Whenever The Pro Se Plaintiff was explaining The PRA and lack of authority local employees had when they had acted to restrict access to records under The PRA, Basden, in a smartass manner, had then asked The Plaintiff well “what’s your authority” and when The plaintiff was explaining told The Plaintiff that he, Basden, was “not going to be manipulated” when The Plaintiff had rightly and clearly mentioned and explained The Statutes and case law of which litigants do to, “manipulate,” and convince.
The Defense had misled the court(s) on multiple occasions including a comment during a hearing that The Plaintiff was not entitled to relief simply because “he does not like” (the restrictions) on requests so Basden, favoring The Defense Attorney again, turns to The Plaintiff and said, “I know you don’t like it,” (when referring to the unlawful restrictions), “but what are your damages?”
The restrictions, "prior restraints," are mandating, compelling, forcing a requester to use a specific mode or form for records requests of which violates The PRA, specifically RCW 42.56.080 (2), on, it's, face.
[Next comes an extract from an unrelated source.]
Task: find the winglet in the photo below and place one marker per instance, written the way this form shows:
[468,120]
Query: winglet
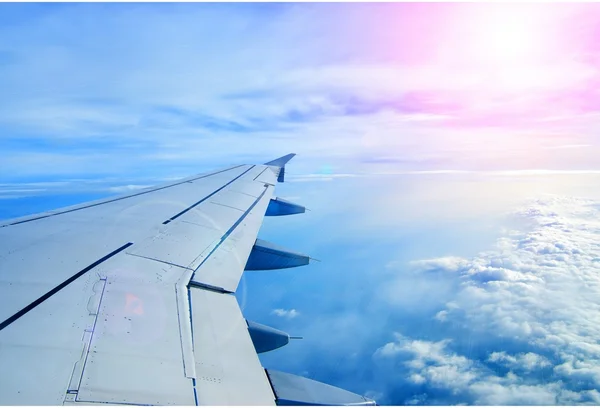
[281,162]
[279,165]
The PRA does not require “damages” only that agencies or staff had violated The Statute(s) according to Statutes and case law, [damages] only apply when records have not been produced and then a court can apply a $100 per day penalty. Yousoufian v. Office of Sims, 168 Wn. 2d 444, 471 (Wash. 2010)
Zink v. City of Mesa, 140 Wn. App. 328, 342 (Wash. Ct. App. 2007)
While the record contains substantial evidence to support the trial court's finding that the City would have treated other persons making a large number of public record requests the same as it treated Ms. Zink, such treatment nonetheless violated the PDA. The PDA does not allow an agency to justify its restriction of a citizen's access to records, after the fact, on the ground that it would have so restricted other citizens in similar circumstances.
The City restricted the Zinks' opportunity to view public records to one hour per day, from 10 to 11 AM. See CP at 31 This is not consistent with the specific requirement of the PDA. Former RCW 42.17.280 (1995)
O'Dea v. City of Tacoma, 493 P.3d 1245, 1252 (Wash. Ct. App. 2021)
"No official format is required for making a records request; however, agencies may recommend that requestors submit requests using an agency provided form or web page." RCW 42.56.080(2). A requester need not expressly reference the PRA. Germeau , 166 Wash. App. at 806, 271 P.3d 932. Nor must a requester submit their request to a designated PRA coordinator. Id. at 806 n.17, 271 P.3d 932.
And, although the requests did not arrive through the City's online PRA submission form, agencies cannot mandate a particular mode of submission. RCW 42.56.080(2) ; Germeau , 166 Wash. App. at 806 n.17, 271 P.3d 932.
Germeau v. Mason Cnty., 271 P.3d 932, 941 n.17 (Wash. Ct. App. 2012)
Division One did not articulate an exhaustive list of Department of Corrections employees to whom Parmalee could submit his public records request; instead, the court simply eliminated two particular employees from the list of acceptable PRA request recipients. See Parmelee,148 Wash. App. at 754–55, 201 P.3d 1022.
“As our Supreme Court has made clear, “[T]here is no official format for a valid P[R]A request.” Hangartner, 151 Wash.2d at 447, 90 P.3d 26; see also Beal, 150 Wash.App. at 874, 877, 209 P.3d 872.” Germeau v. Mason Cnty., 271 P.3d 932, 941 n.17 (Wash. Ct. App. 2012.
Not only are agencies required to produce records in a timely manner, agencies and or staffs can not restrict a requesters’ access to those records in any way, shape or form absent a clear violation of Statute including some sort of actionable disorderly behavior while obtaining public records. Simple volume of requests by a single requester is not enough to restrict access with an administrative prior restraint.